On the Apollo 11 mission, Neil Armstrong thought he’d bring back some random equipment—things he was supposed to leave behind—as a souvenir for being the first human to walk on the Moon. One was the Temporary Stowage Bag, nicknamed the McDivitt Purse (after the commander who suggested they would need said bag). The knick-knack bag temporarily held miscellaneous things when there wasn’t time to put them away.

The Smithsonian, now in possession of the bag, wrote,

Less than an hour before they were ready to jettison Eagle, mission transcripts record Armstrong saying to Collins (Mission Elapsed Time (MET): 129:14:53): “You know, that — that one’s just a bunch of trash that we want to take back — LM parts, odds and ends, and it won’t stay closed by itself. We’ll have to figure something out for it.”

Inside the bag was a 16mm camera that was used to record and take pictures of the Moon landing, and the waist tether that kept astronauts from drifting off into space—and made a pretty nifty hammock.

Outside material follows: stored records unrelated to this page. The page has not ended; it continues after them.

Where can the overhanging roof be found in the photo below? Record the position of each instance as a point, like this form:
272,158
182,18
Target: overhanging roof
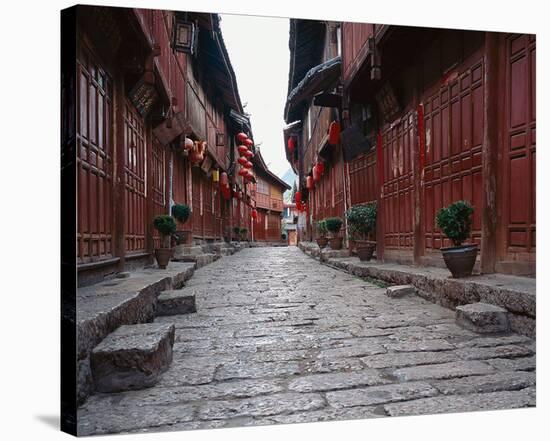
316,80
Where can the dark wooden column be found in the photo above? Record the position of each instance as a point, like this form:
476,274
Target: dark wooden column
119,178
490,153
419,147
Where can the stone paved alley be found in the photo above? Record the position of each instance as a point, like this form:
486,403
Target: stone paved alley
278,338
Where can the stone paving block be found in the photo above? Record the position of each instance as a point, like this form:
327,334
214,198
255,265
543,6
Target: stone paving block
380,394
261,405
401,359
506,351
132,357
462,403
400,291
176,301
514,364
340,380
444,370
482,318
486,383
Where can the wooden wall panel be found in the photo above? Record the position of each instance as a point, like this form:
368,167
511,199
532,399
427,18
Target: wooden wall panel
135,179
94,138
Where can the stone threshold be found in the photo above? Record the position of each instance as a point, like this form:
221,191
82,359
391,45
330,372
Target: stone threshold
103,307
514,293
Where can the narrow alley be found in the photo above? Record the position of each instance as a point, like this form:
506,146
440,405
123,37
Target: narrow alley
280,338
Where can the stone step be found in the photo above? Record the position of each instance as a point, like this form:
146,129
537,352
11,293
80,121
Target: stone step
132,357
185,250
174,302
199,259
400,290
482,318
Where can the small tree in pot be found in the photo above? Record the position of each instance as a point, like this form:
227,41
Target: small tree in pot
455,221
334,224
322,231
362,221
181,213
166,226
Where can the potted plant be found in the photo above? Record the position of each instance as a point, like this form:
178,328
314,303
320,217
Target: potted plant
166,226
455,221
362,221
237,231
334,224
181,213
322,240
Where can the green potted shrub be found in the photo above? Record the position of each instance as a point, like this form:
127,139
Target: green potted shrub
362,221
182,212
322,231
166,226
334,224
455,221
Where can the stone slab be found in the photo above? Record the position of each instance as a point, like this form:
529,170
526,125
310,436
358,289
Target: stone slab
400,290
482,318
132,357
177,301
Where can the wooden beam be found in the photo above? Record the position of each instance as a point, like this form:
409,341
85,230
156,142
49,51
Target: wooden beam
490,153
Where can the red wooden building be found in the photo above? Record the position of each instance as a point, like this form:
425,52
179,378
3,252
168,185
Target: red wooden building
139,95
431,116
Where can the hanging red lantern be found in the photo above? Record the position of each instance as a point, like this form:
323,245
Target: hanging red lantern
316,173
291,144
334,133
188,143
224,180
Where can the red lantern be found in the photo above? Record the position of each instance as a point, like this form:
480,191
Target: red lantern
334,133
224,181
291,144
188,144
316,173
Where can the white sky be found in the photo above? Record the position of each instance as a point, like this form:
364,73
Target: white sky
258,49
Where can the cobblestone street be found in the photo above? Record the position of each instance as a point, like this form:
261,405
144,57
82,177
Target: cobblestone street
279,338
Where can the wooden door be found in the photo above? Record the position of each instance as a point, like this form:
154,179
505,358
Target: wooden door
134,179
517,232
94,144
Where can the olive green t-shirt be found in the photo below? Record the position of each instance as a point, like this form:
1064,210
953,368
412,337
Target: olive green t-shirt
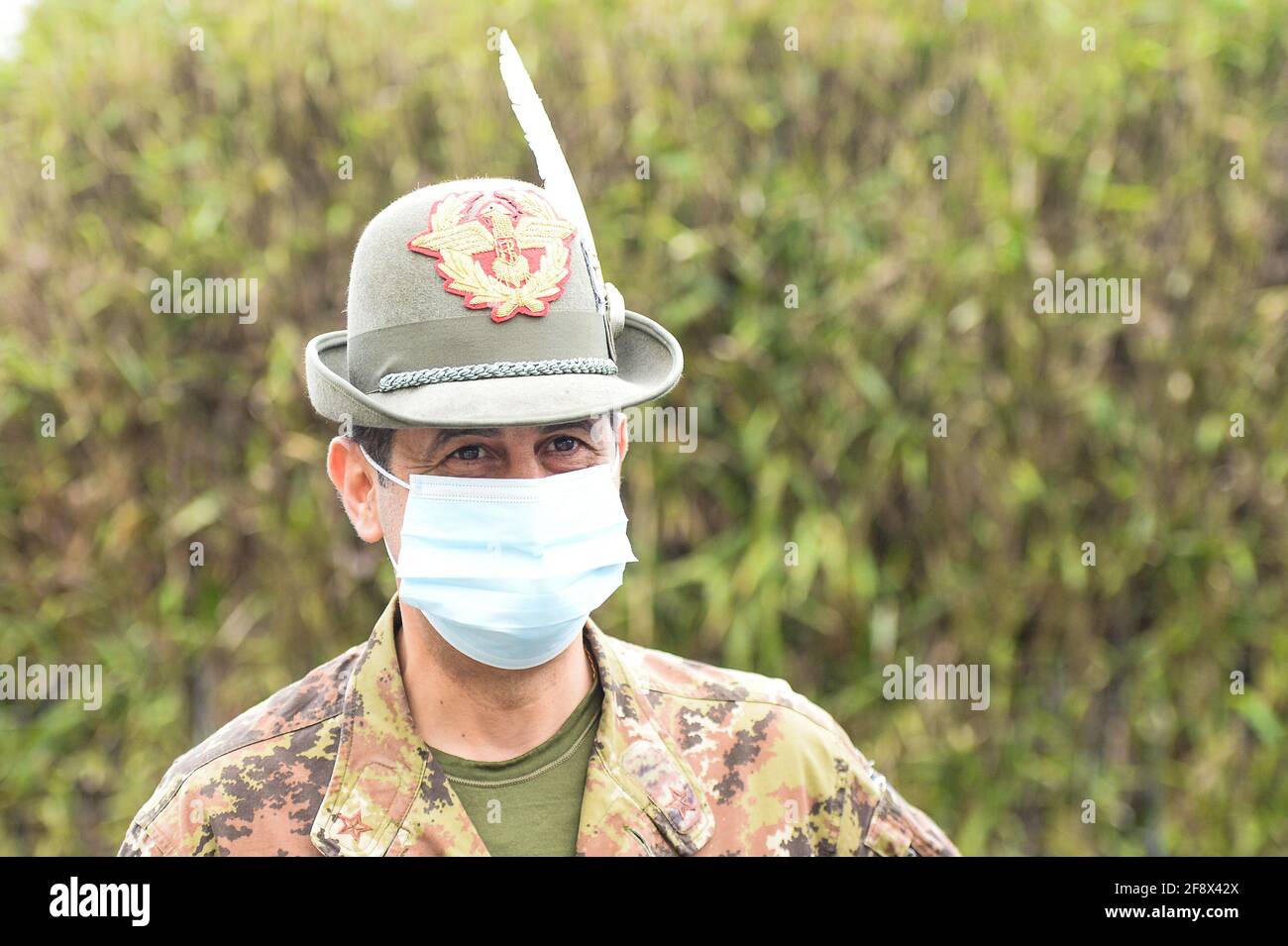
531,804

There was also a mirror, a wrench, netting, brackets, a power cable, and some other random bits.

The Smithsonian National Air and Space Museum was given the items a few weeks after Armstrong’s death in 2012, when his widow found them in his closet. They spent a lot of time looking at manuscripts and photographs and trying to figure out how everything was used. The whole collection has now finally been catalogued.

These souvenirs are historically valuable but are also interesting because, you know, they’ve been to the Moon. Some of it may seem like ordinary stuff, but it all helped Armstrong out when he was floating around in space. Now us Earthbound humans get to see it for ourselves. That’s out of this world.